Proceso
Columna Teatro
100 objetos para...
Rodolfo Obregón
“Una vez sobre el escenario, un objeto deja de ser él mismo: comienza a significar. Su valor de uso es relegado, incluso borrado, por su valor semántico. En cualquier caso, la importancia no está en lo que significa sino en la forma de significar y en el proceso de significaciones que éste alimenta a todo lo largo de un espectáculo. (…) Desde esta perspectiva, el actor se convierte tanto en un constructor como en un destructor de signos”.
Con estas palabras, Bernard Dort se acercaba a describir lo que, en su opinión, sería la vocación misma del teatro: no la ilustración de un texto ni la construcción de un espectáculo sino “la crítica en acto de la significación”.
Incluso en el sueño del gran renovador plástico del teatro, Edward Gordon Craig, donde el objeto (la supermarioneta) sustituye al actor, la significación proviene de su interacción constante con el espacio, la luz, el sonido y el movimiento.
Es el juego, la esencia de la teatralidad, el elemento que efectúa este proceso y el que determina la lejanía entre las artes de representación (como el teatro y la ópera) y la obra de Peter Greenaway presentada en el XXVIII Festival Internacional Cervantino: Cien objetos para representar el mundo.
Con el subtítulo de prop-opera (ópera de utilería), el espectáculo multimedia corresponde, en todos sentidos, a la concepción museográfica del proyecto original, cuyo brillante punto de partida es un catálogo personal equiparable a aquel con que los científicos de la NASA pretendían describir a una potencial inteligencia extraterrestre la vida en el planeta azul.
La aproximación del aclamado cineasta a los terrenos de la ópera parece coincidir con su conocido planteamiento de que el séptimo arte no es un hijo bastardo del teatro sino la evolución natural de las artes visuales en el siglo XX. Y, por si fuera poco, que ese arte está muerto.

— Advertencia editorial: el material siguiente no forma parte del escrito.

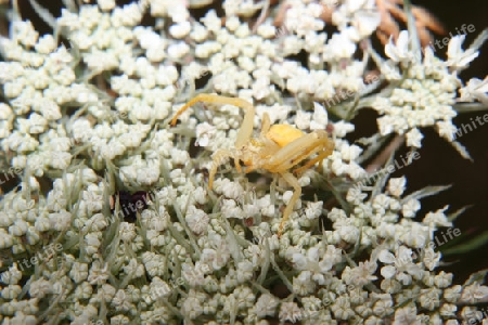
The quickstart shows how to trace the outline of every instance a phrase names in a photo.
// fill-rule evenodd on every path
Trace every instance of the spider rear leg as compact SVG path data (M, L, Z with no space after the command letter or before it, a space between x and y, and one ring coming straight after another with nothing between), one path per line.
M281 219L280 227L278 229L278 237L280 238L283 234L284 224L290 218L290 214L293 212L293 207L295 206L296 202L301 195L301 186L298 183L298 180L290 172L285 172L281 174L283 179L293 186L295 192L293 192L292 198L290 199L288 204L286 205L286 208L283 212L283 219Z
M239 164L239 158L235 155L235 152L228 151L228 150L219 150L215 152L215 154L211 156L211 168L210 172L208 174L208 187L211 190L214 187L214 179L215 174L217 173L217 168L219 168L220 165L224 164L227 159L233 158L235 162L235 167L237 170L241 169L241 165Z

En este espectáculo, pleno de escepticismo y desdén, los objetos no forman parte del juego sino que son exhibidos mientras el texto (la parte más interesante, a mi entender) describe irónicamente sus posibles significaciones. La imagen tecnologizada y una pista sonora también descriptiva completan el procedimiento.
En 100 objetos para…, el juego es un proceso intelectual que se realiza en el papel (“Se dice que el mundo existe para meterlo en un libro. Este es el libro”) o en la voz grabada de un pedante locutor; los actores no son sino una más de las piezas museísticas. No hay, siguiendo a Dort, una interrogación vívida del sentido. Ni tal cosa se pretende.
La visión desinhibidamente eurocentrista que Greenaway presenta de la historia del mundo y la humanidad, pasa por la libertad irrestricta del arte después del “fin del arte” y, desde luego, por su cinismo.
A pesar de su enorme habilidad para concatenar la lista de objetos a través de sus múltiples asociaciones y la destreza tecnológica de su equipo, Greenaway no escapa a cierta elementalidad escénica que la presencia de su codirector, Saskia Boddeke, debería paliar. Representar al viento a través de un ventilador con hilos metálicos, mientras Adán y Eva agitan una sábana, no puede explicarse como simple desdén.
De la misma manera, la ironía con que el libretista describe los posibles significados de sus objetos, su fino sentido de la esgrima verbal, no son suficientes para enmascarar ciertos tópicos a la mode como el catastrofismo nuclear, “la muerte de la selva húmeda en Sudamérica”, el tabaco como “dependencia, nicotina, opio, narcóticos, cáncer”.
La indiferencia que provocan estos 100 objetos… bien puede interpretarse como síntoma de un arte que ha dejado de considerarse a sí mismo como un asunto prioritario, pero también como un espectáculo que aprovecha el prestigio cinematográfico de su realizador, el relumbre de su nombre, su posición en el candelero cultural y la festiva atmósfera milenarista, para pueblear por el mundo.
Notas
Este artículo debió aparecer el 15 de octubre pasado coincidiendo con la presencia del espectáculo en el Palacio de Bellas Artes. Una jugarreta electrónica lo “traspapeló”. El incidente confirma mi escepticismo: never trust technology… mucho menos en México.